To measure the wear in, and condition of the doctor blade and blade holder, one or more optical fibres, arranged as sensors, are installed inside the blade holder or doctor blade or both. In principle, even a metal wire could be considered for this purpose. However, optical fibres 16 are preferably installed inside the doctor blade 12 of FIG. 1 and extend for the entire length of doctor blade 12. Devices inside the doctor unit are used to send light from one end of the optical fibres 16 to the other, where it is then detected. The apparatus arrangement relating to the optical fibres is disclosed in greater detail in connection with FIG. 4a. The said optical fibres are used to obtain precise information on the wear of the doctor blade, as a broken optical fibre will not conduct light. In other words, a doctor blade that has worn normally in the centre will have optical fibres remaining at the ends, even though they have worn through in the centre. In that case, the optical fibres that still conduct light will show the true maximum of the wear. The optical fibres are arranged essentially longitudinally in the doctor unit, 0,5–10 mm, preferably 2–6 mm from each other. The wear of the doctor blade can then be monitored very accurately, so that there should be no surprises in relation to wear.

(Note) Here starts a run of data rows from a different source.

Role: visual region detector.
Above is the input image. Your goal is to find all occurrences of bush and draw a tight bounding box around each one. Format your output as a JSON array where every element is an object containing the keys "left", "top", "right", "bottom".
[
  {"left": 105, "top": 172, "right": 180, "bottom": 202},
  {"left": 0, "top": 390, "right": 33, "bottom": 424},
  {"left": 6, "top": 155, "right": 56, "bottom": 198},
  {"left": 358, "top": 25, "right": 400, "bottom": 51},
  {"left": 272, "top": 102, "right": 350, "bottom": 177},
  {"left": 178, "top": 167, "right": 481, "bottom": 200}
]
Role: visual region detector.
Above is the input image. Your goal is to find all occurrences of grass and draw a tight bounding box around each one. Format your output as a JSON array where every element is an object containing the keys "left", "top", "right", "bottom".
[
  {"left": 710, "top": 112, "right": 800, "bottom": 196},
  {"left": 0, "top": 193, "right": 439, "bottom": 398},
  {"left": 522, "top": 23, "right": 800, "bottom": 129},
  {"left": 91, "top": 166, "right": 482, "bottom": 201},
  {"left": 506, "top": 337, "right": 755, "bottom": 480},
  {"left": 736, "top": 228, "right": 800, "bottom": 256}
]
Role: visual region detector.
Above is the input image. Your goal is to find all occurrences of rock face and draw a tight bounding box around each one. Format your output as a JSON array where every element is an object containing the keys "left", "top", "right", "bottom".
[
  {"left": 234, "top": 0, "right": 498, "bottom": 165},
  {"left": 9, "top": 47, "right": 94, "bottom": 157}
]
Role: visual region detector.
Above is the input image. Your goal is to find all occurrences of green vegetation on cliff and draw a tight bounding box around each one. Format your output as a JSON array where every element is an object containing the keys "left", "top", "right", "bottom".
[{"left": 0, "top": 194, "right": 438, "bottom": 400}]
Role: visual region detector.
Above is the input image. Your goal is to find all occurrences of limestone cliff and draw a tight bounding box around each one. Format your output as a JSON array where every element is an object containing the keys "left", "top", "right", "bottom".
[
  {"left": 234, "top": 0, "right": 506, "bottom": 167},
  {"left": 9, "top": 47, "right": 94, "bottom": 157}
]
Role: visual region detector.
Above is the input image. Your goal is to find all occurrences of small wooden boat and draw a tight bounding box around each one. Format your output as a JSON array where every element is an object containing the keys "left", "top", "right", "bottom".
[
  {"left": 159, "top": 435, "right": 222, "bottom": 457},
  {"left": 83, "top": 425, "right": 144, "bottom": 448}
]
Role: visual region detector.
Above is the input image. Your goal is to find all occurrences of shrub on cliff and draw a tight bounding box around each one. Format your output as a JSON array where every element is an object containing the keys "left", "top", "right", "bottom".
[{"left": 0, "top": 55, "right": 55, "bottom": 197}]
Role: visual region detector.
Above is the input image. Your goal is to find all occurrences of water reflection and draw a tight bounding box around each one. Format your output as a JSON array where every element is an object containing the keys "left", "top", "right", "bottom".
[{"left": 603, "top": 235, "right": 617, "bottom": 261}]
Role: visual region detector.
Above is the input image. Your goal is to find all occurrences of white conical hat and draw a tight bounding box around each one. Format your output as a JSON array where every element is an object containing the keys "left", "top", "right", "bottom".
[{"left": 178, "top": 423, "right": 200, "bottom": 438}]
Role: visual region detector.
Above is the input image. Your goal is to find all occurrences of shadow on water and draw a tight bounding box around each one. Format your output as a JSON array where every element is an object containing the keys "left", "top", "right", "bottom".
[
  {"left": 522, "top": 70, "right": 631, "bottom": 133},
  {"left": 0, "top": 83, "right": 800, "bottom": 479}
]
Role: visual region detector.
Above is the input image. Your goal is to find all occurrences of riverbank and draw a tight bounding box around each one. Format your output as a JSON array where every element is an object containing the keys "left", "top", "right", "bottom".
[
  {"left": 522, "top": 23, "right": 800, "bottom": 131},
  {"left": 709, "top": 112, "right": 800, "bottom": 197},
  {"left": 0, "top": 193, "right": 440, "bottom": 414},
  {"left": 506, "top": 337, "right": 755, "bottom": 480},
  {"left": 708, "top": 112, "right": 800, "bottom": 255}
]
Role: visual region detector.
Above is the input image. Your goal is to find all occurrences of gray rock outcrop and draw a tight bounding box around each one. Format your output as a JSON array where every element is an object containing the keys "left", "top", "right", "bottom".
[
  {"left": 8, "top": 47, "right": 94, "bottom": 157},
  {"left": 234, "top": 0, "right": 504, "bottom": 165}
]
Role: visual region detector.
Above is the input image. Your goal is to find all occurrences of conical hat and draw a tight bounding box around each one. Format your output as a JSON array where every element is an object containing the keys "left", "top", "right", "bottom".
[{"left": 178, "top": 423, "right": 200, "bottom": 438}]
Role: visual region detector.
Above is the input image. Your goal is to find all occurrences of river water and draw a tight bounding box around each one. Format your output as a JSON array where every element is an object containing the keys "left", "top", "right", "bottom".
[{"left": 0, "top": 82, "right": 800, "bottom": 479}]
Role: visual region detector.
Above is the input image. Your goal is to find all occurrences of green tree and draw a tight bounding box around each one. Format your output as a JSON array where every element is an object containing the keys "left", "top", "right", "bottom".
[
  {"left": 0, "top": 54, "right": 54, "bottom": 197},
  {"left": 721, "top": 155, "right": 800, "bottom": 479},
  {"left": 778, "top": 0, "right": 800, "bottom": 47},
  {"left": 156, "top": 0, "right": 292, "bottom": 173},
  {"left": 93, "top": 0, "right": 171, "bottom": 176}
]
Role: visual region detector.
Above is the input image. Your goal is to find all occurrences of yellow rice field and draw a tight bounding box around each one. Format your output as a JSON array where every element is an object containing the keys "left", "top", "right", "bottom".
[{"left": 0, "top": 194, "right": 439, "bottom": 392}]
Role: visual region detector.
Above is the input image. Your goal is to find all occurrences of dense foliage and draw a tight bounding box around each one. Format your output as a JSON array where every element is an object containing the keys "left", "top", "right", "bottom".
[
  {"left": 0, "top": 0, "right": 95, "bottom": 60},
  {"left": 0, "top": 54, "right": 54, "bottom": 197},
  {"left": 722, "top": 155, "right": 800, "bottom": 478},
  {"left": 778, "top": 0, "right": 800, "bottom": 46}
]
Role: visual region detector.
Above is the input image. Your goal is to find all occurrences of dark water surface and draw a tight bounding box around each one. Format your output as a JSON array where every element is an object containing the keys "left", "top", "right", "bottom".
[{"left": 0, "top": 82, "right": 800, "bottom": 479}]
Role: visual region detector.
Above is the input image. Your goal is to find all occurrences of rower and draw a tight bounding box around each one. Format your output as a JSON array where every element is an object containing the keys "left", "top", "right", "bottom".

Besides wear, optical fibres can also be used to provide information on the condition of the doctor blade. Non-conducting optical fibres between conducting fibres show a local fault, such as a fracture, in the doctor blade. At the location of the fault, the optical fibres are broken, which is thus immediately visible. Such a fault can be caused, for instance, by some sudden force acting on the doctor unit during the process. For example a lump of pulp, which has accumulated slowly, may suddenly break free and strike the doctor unit. In modern composite-construction doctor blades, a lump of pulp can cause an obvious break or a smaller hair crack. In either case, the entire doctor blade may break, or at least poor doctoring may result. The doctor blade should then be replaced, which is easily seen using a sensor solution according to the invention.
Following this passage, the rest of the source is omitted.